# Supervised Learning

![Random Forest Comic](https://s-media-cache-ak0.pinimg.com/736x/e9/c9/df/e9c9df5e60831e134d0dfa367bf286ce.jpg)

In [None]:
# %load utils/imports.py
%matplotlib inline

import numpy as np
import pandas as pd

from utils import *
from utils.plotting import *

from utils.demo import *
from utils.styles import *

# Random Forest

Random forests or random decision forests are an [ensemble learning](https://en.wikipedia.org/wiki/Ensemble_learning) method for classification, regression, and other tasks. Ensemble methods are essentially machine learning methods that use multiple learning algorithms to obtain better predictive performance than could be obtained by using a single algorithm.

They work by constructing many decision trees at training time and outputting the class that is the mode of the classes (for classification) or mean prediction (for regression) of the individual trees.

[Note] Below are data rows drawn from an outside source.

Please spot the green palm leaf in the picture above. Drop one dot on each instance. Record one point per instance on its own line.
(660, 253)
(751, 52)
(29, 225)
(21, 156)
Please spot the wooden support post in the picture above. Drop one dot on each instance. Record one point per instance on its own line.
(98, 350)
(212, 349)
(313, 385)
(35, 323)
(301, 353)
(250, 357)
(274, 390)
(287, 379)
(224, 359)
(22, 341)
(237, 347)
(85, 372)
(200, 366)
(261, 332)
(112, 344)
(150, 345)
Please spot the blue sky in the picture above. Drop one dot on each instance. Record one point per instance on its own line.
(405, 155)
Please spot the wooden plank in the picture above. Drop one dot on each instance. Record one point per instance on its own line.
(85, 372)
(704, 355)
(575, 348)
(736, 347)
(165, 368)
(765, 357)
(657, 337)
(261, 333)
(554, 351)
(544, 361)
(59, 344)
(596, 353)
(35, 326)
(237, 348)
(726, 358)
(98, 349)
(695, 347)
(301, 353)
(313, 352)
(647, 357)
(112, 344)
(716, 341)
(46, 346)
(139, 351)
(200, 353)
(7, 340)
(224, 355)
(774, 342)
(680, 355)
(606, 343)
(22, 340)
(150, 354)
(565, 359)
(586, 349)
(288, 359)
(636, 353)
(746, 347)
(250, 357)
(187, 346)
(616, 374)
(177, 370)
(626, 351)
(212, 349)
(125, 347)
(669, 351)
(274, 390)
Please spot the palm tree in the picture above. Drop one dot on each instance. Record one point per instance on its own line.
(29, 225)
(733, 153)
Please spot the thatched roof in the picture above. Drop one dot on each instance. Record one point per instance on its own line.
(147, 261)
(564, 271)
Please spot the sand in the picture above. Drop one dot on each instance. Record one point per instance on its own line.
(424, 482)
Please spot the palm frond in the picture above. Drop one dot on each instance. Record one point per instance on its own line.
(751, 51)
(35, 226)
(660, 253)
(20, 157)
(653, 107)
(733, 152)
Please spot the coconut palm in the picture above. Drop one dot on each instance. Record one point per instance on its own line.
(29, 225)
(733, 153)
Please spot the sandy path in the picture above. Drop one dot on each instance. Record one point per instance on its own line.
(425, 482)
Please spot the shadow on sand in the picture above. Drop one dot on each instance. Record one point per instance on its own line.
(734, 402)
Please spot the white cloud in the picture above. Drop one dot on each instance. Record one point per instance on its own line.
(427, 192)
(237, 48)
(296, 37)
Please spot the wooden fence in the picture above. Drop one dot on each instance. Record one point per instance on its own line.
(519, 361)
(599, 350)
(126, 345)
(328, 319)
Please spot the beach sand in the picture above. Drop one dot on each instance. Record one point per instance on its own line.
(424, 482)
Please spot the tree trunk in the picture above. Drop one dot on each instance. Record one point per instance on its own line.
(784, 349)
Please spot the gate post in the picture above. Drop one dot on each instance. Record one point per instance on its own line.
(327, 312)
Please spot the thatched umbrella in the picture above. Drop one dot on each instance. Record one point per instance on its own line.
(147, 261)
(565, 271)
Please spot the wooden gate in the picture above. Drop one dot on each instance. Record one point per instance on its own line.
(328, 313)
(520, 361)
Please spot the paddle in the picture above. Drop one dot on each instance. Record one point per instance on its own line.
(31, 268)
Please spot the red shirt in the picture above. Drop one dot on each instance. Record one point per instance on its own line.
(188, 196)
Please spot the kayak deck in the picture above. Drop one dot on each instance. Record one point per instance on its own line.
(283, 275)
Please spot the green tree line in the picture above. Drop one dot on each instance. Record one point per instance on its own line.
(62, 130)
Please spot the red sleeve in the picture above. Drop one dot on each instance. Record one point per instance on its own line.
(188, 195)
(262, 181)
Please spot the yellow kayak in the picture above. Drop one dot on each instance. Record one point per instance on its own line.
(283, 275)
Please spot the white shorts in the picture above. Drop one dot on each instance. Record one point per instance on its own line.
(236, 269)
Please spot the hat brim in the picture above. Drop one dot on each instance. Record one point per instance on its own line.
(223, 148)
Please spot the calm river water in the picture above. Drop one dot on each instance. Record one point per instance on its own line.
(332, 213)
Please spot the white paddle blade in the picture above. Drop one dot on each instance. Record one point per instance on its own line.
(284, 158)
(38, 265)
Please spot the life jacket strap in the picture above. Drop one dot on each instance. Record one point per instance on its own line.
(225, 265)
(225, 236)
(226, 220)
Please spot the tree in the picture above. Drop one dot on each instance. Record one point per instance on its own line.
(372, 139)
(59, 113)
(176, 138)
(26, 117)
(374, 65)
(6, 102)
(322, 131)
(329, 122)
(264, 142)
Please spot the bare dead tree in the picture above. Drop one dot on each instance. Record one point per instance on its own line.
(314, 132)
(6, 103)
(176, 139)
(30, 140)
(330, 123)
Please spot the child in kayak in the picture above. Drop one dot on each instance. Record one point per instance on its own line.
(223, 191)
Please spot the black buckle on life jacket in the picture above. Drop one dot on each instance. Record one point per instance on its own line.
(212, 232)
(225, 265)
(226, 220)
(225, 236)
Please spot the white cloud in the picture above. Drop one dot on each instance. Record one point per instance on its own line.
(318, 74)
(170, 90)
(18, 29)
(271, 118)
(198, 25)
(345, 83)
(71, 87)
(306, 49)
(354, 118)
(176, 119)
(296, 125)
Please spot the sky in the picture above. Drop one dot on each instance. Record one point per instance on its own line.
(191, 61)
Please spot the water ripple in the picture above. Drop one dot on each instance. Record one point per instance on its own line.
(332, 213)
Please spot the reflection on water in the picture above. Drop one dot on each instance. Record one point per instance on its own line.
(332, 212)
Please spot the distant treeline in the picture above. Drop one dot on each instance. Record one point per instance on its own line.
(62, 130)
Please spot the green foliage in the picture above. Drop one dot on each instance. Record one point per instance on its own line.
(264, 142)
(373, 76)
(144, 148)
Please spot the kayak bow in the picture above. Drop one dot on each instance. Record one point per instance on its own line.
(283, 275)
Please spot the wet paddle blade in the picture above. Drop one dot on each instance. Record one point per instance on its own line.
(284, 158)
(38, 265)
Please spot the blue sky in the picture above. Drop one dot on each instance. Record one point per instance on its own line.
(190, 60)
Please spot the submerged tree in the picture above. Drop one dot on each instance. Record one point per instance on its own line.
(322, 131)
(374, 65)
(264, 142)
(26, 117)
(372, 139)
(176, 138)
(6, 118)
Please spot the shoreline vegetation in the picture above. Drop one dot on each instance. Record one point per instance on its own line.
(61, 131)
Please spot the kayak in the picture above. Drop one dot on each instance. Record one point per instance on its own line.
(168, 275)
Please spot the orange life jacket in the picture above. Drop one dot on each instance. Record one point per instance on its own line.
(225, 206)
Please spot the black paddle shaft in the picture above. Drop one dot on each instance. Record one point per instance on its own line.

Essentially, a random forest uses many small decision trees as weak learners in order to create a higher-level strong learner. The strong learner essentially polls its weak learners to 'vote' on which class (`y`) should be selected for a given input (`x`). The class with the most votes is selected!

![Example Random Forest](http://image.slidesharecdn.com/mlsquare-140801092353-phpapp01/95/squares-machine-learning-infrastructure-and-applications-rong-yan-17-638.jpg?cb=1406885118)

## Strengths and Weaknesses

### Strengths

- Generally quite fast to build and train.
- Does not expect linear features or even features that interact linearly.
- Handle categorical features and continuous features very well.
- Handle high dimensional spaces very well.
- Scale well to a large number of instances since each individual tree is relatively small.
- Often highly accurate in contrast to other models.

### Weaknesses

- Can be a bit slow to query, but it is generally fast enough in practice.
- Can overfit on particularly noisy data.
- Results of learning are hard to comprehend in contrast to decision trees.

Scikit-learn provides the [`RandomForestClassifier`](http://scikit-learn.org/stable/modules/generated/sklearn.ensemble.RandomForestClassifier.html) and here is a quick example of how to use random forest on the motor trend dataset.

In [None]:
fn = 'mtcars.csv'
download_data(fn)
df = pd.read_csv('data/' + fn)

In [None]:
from sklearn.cross_validation import cross_val_score
from sklearn.ensemble import RandomForestClassifier

features = df.drop(['Car', 'gear'], axis=1)
target = df.gear

rf = RandomForestClassifier()
scores = cross_val_score(rf, features, target)
print("Accuracy: {:.2f} +/- {:.2f}".format(scores.mean(), scores.std() * 2))

### Overfitting
Random Forest is a fairly robust machine learning algorithm, but it is still prone to overfitting if given bad parameters. In particular, watch out when tweaking the following parameters to the `RandomForestClassifier`:
- `n_estimators`: in general the more trees the less likely the algorithm is to overfit. The default is 10, but if you have a large amount of data you may want to try increasing this. The lower this number, the closer the model is to a decision tree, with a restricted feature set.
- `max_features`: by default the algorithm uses the square root of the number of features. If you have a very large number of features, you may want to try adjusting this number (try 30-50% of the number of features). This determines how many features each tree is randomly assigned. The smaller, the less likely to overfit, but too small and it will start to introduce under fitting.
- `max_depth`: Experiment with this. This will reduce the complexity of the learned models, lowering overfitting risk. Try starting small, say 5-10, and increasing you get the best result.
- `min_samples_leaf`: Try setting this to values greater than one. This has a similar effect to the `max_depth parameter`. It means the branch will stop splitting once the leaves have that number of samples each.